In 2019, the ERC project Machine Vision received funding from the Norwegian Research Council's FORSTERK program to support the societal impact of Horizon 2020-funded research projects in Norway. Thanks to this funding, and in collaboration with the University Museum of Bergen, the project developed an exhibition titled "Machine Vision" which will be open to the public from March 19th to August 28th, 2021.

The "Machine Vision" exhibition is designed as an experiential labyrinth challenging audiences with a series of ethical challenges. The main goal of this exhibition is to increase the public's knowledge of machine vision technologies (including, for example, face recognition, object detection and autonomous cars) and their societal implications. Visitors will be able to familiarize themselves with the basic concepts of machine vision, explore the research project's findings, and interact with thought-provoking artworks.

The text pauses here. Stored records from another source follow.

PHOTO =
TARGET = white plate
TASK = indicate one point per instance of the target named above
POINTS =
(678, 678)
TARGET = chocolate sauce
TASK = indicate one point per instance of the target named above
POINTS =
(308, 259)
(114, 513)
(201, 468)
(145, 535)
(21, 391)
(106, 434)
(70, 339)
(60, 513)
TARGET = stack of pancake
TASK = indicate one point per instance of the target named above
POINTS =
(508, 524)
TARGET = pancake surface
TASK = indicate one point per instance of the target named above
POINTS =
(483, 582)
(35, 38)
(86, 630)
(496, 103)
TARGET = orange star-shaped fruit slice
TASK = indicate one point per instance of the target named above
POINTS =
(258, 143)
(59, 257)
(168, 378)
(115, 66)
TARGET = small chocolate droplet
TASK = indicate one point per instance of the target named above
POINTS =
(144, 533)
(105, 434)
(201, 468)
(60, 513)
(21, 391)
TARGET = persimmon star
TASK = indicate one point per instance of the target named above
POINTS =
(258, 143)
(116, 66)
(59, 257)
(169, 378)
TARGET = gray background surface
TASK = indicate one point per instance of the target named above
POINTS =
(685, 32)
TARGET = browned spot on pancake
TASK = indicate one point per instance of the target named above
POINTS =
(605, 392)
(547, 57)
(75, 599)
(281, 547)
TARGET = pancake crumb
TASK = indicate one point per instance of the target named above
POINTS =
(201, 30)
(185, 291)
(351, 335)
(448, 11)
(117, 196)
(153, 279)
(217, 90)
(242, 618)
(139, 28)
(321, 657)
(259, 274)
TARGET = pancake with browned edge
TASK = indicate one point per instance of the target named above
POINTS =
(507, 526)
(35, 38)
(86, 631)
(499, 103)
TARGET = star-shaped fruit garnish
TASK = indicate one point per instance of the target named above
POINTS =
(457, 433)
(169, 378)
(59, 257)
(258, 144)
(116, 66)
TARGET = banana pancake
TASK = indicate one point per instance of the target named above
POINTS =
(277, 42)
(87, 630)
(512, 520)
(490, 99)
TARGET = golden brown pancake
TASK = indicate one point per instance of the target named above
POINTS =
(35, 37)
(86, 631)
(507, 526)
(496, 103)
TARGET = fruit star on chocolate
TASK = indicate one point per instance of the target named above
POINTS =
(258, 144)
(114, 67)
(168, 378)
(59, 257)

We are excited to share our work with the public, and hope that this exhibition will be a successful experiment in science communication combining academic research, contemporary art and critical thinking about new technologies. We hope that you will join us at the University Museum of Bergen - but in the meantime, you can start your visit by reading the exhibition's introduction, and take a look at the featured artworks:

Machines that see are all around us, and machine vision is central to technologies we use every day. From microcameras to satellites, vision machines help us scan barcodes, unlock our smartphones, tag our holiday pictures, get accurate diagnoses, and find our way in an unknown place. At the same time, the automation of vision challenges established structures and customs, enabling unprecedented possibilities for surveillance, policing, and control. The Machine Vision exhibition showcases the ERC-funded research project Machine Vision in Everyday Life, charting the impact of machine vision on three scales: the individual, the social, and the world. How do machines see us as individuals? Which changes do vision machines bring to society? And what kind of worlds are made possible by machine vision technologies?